Riccardo Bellazzi, Blaz Zupan
Intelligent Data Analysis in Medicine and Pharmacology: A Position
Statement
Intelligent data analysis methods support information extraction from
data by exploiting domain's Background Knowledge. We address several
issues regarding definition, use and impact of these methods, and
investigate for their acceptance in application domains of medicine
and pharmacology by a MEDLINE search. The authors of the paper
believe that the basic philosophy of IDA is to be application driven:
its goal is to develop, adapt, or re-use existing methods to solve a
specific problem. Sticking to application driven approach may help to
prove the points on cost-effectiveness and may increase the awareness
and acceptance of these methods in medical community.
Nada Lavrac
Data Mining in Medicine: Selected Techniques and Applications
Widespread use of medical information systems and explosive growth of
medical databases require traditional manual data analysis to be
coupled with methods for efficient computer-assisted analysis. This
paper presents selected data mining techniques that can be applied in
medicine, and in particular some machine learning techniques including
the mechanisms that make them better suited for the analysis of
medical databases (derivation of symbolic rules, use of background
knowledge, sensitivity and specificity of induced descriptions). The
importance of the interpretability of results of data analysis is
discussed and illustrated on selected medical applications.

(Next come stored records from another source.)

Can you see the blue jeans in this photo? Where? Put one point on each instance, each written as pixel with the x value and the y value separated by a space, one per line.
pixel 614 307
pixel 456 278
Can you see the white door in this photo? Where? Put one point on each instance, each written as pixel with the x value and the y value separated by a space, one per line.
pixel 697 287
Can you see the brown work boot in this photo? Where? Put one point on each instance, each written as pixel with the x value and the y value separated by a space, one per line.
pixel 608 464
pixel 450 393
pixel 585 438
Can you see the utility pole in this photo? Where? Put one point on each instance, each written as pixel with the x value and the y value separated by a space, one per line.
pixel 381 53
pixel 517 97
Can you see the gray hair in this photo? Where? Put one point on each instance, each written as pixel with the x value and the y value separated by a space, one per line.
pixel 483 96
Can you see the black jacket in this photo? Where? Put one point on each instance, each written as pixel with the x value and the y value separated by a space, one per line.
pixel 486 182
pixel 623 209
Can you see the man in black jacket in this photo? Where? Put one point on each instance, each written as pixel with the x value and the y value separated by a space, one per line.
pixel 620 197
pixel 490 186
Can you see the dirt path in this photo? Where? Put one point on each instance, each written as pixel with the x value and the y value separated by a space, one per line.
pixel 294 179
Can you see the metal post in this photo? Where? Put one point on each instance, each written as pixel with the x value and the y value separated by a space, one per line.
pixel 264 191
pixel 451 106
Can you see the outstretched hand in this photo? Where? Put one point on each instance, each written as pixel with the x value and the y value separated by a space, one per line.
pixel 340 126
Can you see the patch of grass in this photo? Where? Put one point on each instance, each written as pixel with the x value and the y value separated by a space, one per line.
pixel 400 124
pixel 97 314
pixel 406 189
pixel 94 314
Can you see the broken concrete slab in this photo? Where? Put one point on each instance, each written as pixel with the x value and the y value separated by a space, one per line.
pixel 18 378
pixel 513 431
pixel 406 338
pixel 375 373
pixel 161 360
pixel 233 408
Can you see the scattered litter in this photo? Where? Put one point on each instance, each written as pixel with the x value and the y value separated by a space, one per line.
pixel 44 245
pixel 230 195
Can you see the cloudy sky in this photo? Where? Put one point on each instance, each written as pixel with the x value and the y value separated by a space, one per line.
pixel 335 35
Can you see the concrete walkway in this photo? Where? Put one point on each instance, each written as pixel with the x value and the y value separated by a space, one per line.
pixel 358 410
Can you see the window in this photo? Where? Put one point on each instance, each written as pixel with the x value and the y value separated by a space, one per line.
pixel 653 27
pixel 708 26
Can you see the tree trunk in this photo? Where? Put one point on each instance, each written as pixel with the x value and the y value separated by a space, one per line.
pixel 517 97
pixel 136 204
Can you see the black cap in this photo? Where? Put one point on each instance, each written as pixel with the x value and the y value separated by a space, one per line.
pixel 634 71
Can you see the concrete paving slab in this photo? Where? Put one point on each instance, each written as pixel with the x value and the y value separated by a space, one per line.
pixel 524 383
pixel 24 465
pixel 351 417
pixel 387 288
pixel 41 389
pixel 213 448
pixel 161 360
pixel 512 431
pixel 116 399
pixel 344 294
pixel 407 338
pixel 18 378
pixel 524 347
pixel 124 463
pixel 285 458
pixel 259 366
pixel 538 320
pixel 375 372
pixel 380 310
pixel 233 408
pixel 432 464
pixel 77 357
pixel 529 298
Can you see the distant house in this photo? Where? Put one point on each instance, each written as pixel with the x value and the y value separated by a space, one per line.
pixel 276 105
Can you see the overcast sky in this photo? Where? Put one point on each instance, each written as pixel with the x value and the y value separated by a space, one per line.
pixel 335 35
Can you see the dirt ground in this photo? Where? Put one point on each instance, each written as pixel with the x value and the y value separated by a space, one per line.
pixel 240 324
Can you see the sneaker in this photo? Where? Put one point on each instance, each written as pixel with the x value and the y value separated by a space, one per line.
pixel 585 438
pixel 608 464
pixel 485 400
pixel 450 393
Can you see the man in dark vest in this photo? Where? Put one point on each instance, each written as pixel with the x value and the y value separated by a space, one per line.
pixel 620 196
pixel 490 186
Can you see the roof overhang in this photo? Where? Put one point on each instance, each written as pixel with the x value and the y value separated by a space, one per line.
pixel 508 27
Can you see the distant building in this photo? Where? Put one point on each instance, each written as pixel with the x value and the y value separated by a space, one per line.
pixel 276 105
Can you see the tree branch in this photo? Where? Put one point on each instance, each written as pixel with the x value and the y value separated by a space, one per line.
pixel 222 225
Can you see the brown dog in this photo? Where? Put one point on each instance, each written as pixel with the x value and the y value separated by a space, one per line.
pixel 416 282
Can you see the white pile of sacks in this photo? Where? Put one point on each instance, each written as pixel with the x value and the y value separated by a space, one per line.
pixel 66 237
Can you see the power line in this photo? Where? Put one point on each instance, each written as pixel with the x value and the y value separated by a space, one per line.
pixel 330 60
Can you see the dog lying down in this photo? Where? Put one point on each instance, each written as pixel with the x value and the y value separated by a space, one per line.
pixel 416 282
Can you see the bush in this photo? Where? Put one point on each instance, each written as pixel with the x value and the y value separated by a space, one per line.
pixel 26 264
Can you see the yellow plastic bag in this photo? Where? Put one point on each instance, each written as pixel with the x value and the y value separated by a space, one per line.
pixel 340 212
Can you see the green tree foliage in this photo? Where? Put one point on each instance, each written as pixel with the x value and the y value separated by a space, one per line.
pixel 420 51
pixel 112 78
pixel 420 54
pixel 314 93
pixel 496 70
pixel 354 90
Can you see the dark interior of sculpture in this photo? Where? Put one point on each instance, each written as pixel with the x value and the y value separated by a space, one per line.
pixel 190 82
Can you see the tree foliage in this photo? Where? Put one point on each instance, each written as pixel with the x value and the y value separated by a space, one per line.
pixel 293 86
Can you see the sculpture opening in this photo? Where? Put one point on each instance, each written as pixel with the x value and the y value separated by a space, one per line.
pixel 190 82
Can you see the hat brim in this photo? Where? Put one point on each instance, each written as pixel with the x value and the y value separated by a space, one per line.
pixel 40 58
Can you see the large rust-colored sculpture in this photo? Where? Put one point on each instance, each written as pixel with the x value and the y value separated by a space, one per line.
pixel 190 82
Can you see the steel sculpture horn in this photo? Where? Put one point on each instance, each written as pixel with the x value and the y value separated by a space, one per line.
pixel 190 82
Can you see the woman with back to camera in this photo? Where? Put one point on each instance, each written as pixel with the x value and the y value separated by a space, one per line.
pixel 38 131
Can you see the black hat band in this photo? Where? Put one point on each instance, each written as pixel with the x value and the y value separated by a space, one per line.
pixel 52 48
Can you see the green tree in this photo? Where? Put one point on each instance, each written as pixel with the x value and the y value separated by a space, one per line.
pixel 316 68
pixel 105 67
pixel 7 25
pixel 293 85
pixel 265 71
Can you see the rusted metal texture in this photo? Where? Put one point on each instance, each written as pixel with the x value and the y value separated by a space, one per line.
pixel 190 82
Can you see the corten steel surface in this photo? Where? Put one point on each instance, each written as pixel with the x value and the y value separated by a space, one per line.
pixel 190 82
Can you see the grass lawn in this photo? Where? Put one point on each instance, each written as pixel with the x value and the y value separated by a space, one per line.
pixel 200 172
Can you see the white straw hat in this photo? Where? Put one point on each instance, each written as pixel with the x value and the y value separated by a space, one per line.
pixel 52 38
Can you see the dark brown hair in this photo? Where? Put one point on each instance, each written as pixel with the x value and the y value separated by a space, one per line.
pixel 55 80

Ulf S. Carlin, Jan Komorowski and Aleksander Ohrn
Rough Set Analysis of Medical Datasets and A
Case of Patients with Suspected Acute
Appendicitis
A significant area in the field of medical informatics is concerned
with learning of medical models from lowlevel data. Ultimate goals of
this activity are, among others, development of classifiers or
predictors for unseen cases and analysis of the developed models so
that new insight into the nature of the given problem can be obtained.
This article introduces a methodology based on rough sets and
Boolean reasoning and illustrates its application on a dataset
describing 257 patients with suspected acute appendicitis. Exactly the
same dataset has previously been analyzed using logistic regression,
and the difference in performance between the two methods is
found to be very small. However, the rough set approach offers in
addition a set of decision rules that explicitly represent the
discovered knowledge. These automatically synthesized rules perform
better than a surgeon with a 2 to 6 year training. The main
attractions of rough sets for the medical informatics community should
be their classificatory power and, most importantly, the possibility
of mixing qualitative and quantitative parameters (both continuous and
discrete) and combining explicit (user-defined) and data-generated
models. There also exist now good toolkits running on Windows NT/95
that support the knowledge discovery process with rough sets. An
example is the Rosetta toolkit which is also available in public
version.
Dragan Gamberger, Nada Lavrac
Experiments with noise detection algorithms in
the diagnosis of coronary artery disease
The paper presents a series of noise detection experiments in a
medical problem of coronary artery disease diagnosis. The following
algorithms for noise detection and elimination are tested: a
classification filter, a saturation filter, a combined
classification-saturation filter, and a consensus saturation filter.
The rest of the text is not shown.